12-16-2010 01:22 AM
Hi All,
How can I generate or draw CIE1931 chromaticity diagram in LabView ?
I've checked the post below but it still can not generate the CIE1931 chromaticity diagram in LabView.
Does anyone know how to implement it ?
Thanks for you guys' help.
taky1119
12-21-2010 12:38 PM - edited 12-21-2010 12:47 PM
Here is a less-then-perfect solution: Set the background plot area of a XY graph to a CIE 1931picture (Wikipedia has nice CIE image).
Scale/size everything appropriately to line up the coordinates. The biggest drawback (besides the fact that it is sort of a hack-job) is that you cannot easily resize the thing. The only way I found to do this is to resize the image in some image software (GIMP is great!) and load the appropriately sized image into the background at run-time. Also, you cannot use the graph zoom functions because the image is not smart enough to zoom too.
I verified my image alignment using the Black Body curve.

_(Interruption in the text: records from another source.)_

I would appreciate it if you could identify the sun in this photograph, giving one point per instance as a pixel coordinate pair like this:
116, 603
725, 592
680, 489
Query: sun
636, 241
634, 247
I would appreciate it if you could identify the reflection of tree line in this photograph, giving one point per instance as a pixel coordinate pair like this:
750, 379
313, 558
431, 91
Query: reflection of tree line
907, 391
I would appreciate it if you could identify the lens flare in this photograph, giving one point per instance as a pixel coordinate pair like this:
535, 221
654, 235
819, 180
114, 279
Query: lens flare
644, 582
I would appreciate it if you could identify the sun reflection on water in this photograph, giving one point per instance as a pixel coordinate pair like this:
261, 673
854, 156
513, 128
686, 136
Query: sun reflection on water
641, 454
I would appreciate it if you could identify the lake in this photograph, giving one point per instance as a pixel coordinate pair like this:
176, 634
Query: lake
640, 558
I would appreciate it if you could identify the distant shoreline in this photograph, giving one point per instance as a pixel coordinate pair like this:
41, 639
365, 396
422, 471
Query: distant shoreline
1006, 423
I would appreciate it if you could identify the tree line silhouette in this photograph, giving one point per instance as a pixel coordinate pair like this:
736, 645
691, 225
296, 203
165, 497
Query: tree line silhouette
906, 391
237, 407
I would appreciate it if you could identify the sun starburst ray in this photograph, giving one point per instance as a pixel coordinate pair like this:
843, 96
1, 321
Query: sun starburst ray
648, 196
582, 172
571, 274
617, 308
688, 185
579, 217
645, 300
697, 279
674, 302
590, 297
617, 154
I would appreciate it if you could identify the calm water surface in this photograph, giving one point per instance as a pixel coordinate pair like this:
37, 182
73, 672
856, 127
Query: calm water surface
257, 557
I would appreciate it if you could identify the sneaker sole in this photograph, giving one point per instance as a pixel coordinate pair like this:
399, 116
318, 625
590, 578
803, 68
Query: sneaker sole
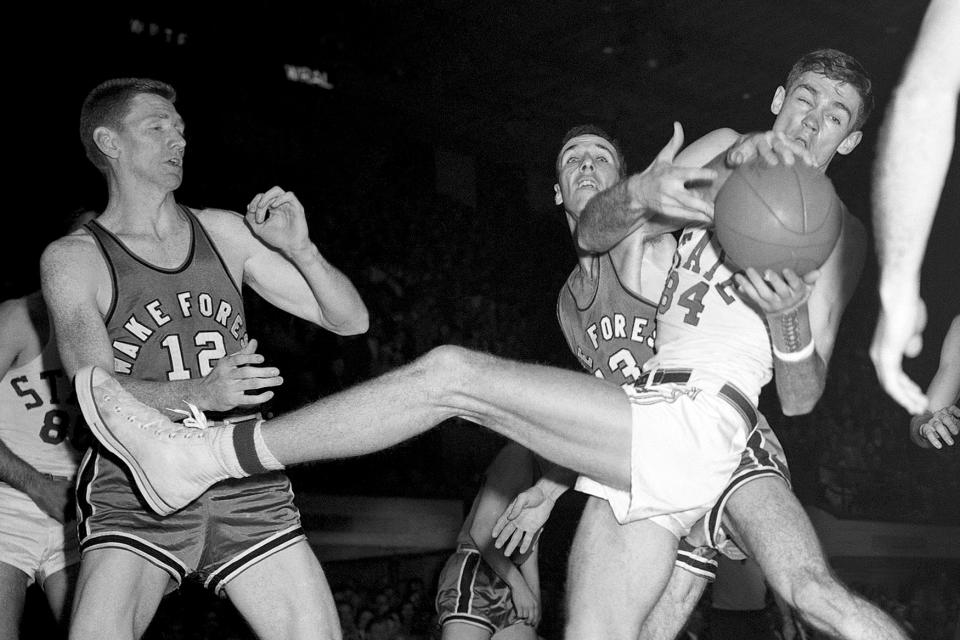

I have attached an example of this in LV2010 and 8.2 (I cannot test 8.2 so hopefully it works if you need it).
Otherwise you have to create your own bitmap-type-thing using RGB or some other color systems. This gets tricky because among other things, I think it matters what monitor this will be displayed. The process would be something like this:
1) Convert CIE 1931 to tristimulus XYZ (I have the xy to XYZ function if you need it)
2) Somehow null the values that don't make sense (those outside the "horseshoe")
3) Apply a conversion matrix to get RGB (This is where the specific display/reference comes in)
4) Create the background to your graph/display/picture/etc.
For more information on this route I found: http://cs.haifa.ac.il/hagit/courses/ist/Lectures/Demos/ColorApplet2/t_convert.html.
There may be better ways. I'm interested if anybody else weighs in!
Cheers,
-Jolt
Edit: I just realized that the images I used are only in the LV2010 folder. If you load the 8.2 example you will need to move these images into that folder.
Also, the formats for the graph plots didn't save. The second plot ("plot 1") is best viewed as big points (X), without lines.